Queridos enemigos

© Leonard Freed, Italia. Roma. Mayo 1974. Divorce Law in Italy.

En realidad, los enemigos hacen mucha compañía. Junto a ellos, la vida se tiñe de colores diversos, muchos de ellos nuevos y difíciles de imaginar. Me gustan mis enemigos.

Los enemigos logran que siempre estemos en guardia, que no dejemos de pensar (mal o muy mal o extraordinariamente mal), logran lo que se proponen porque el ser humano tiende a participar en cualquier conflicto aunque no tenga nada que ganar y mucho que perder. Si un enemigo te llama, tú vas sin rechistar.

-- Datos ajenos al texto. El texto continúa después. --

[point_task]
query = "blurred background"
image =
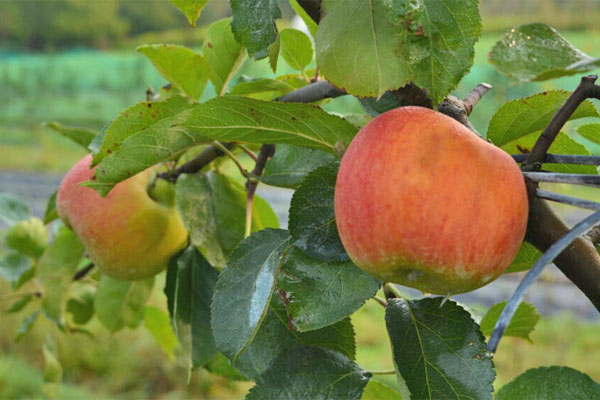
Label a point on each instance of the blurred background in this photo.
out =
(74, 61)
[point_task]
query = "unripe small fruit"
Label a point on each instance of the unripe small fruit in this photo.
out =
(130, 234)
(422, 201)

Tener enemigos cerquita te obliga a estar atento, activo, dispuesto a lanzarte contra ellos. De inmediato. Contra ellos y, ya puestos, contra todos y todo. Pero hacen mucha compañía. Muchísima.

¿Qué sería de nosotros si estuviéramos obligados a lucir carita de querubín todo el día? ¿Qué sería de nosotros si tuviéramos la agenda a tope de buen rollo? Es casi seguro que dedicaríamos muchos esfuerzos a encontrar o crear enemigos. La soledad es muy mala. Y, además, somos incorregibles. Nos va la marcha.

© Leonard Freed.

Todos somos enemigos de alguien (incluidos de nosotros mismos). Tal vez, todos seamos enemigos de todos. Al fin y al cabo, si observas a los enemigos deduces que son inofensivos, malignos, astutos, pasivos, activos, enormes, bobos... Y eso es lo que tenemos alrededor cada día y en cada lugar. Puede que los otros (todos) sean eso, el enemigo disfrazado de normalidad. Si cada uno de nosotros puede ser su propio enemigo ¿por qué no pueden ser mis enemigos todos los demás? Todos enemigos aunque la mayor parte inofensivos.

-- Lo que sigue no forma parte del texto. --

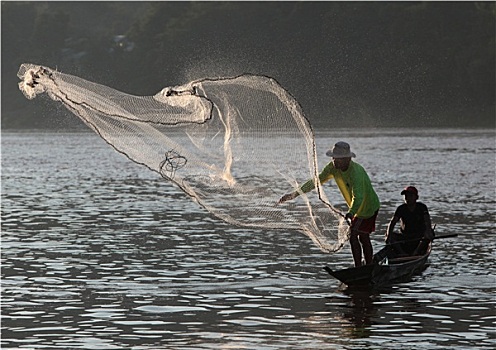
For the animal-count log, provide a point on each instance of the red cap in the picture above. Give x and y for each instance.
(410, 189)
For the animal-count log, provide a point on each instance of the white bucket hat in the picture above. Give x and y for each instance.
(340, 150)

Ya sé que dicho así, la cosa queda como rara. Casi todos preferimos pensar que la vida es maravillosa, que la gente es maravillosa, que somos una especie de angelitos celestiales. Aunque esta es una opción poco realista. Porque hay enemigos por todos lados, haciendo compañía y su trabajo; enemigos peligrosos y malos como un dolor; enemigos que logran que la esencia humana (dudosamente maravillosa) siga imponiéndose en la realidad.

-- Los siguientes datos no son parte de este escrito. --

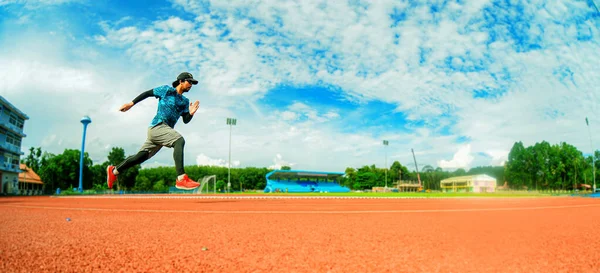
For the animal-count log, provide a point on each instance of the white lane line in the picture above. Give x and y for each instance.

Piense en ese cuñado que no deja de opinar sobre cómo hay que repartir su herencia en lugar de cerrar el pico y quedar divinamente. Piense en ese vecino coñazo que sigue haciendo lo que le da la gana aunque en las juntas de la comunidad se le diga que no puede seguir convirtiendo el edificio en un estercolero. Piense en los hombres y mujeres que controlan el aparcamiento del barrio y le multan si se pasa unos minutillos. Piense en los compañeros de oficina. Piense, piense. Y luego niegue si es que eso es posible sin sentir una inmensa soledad.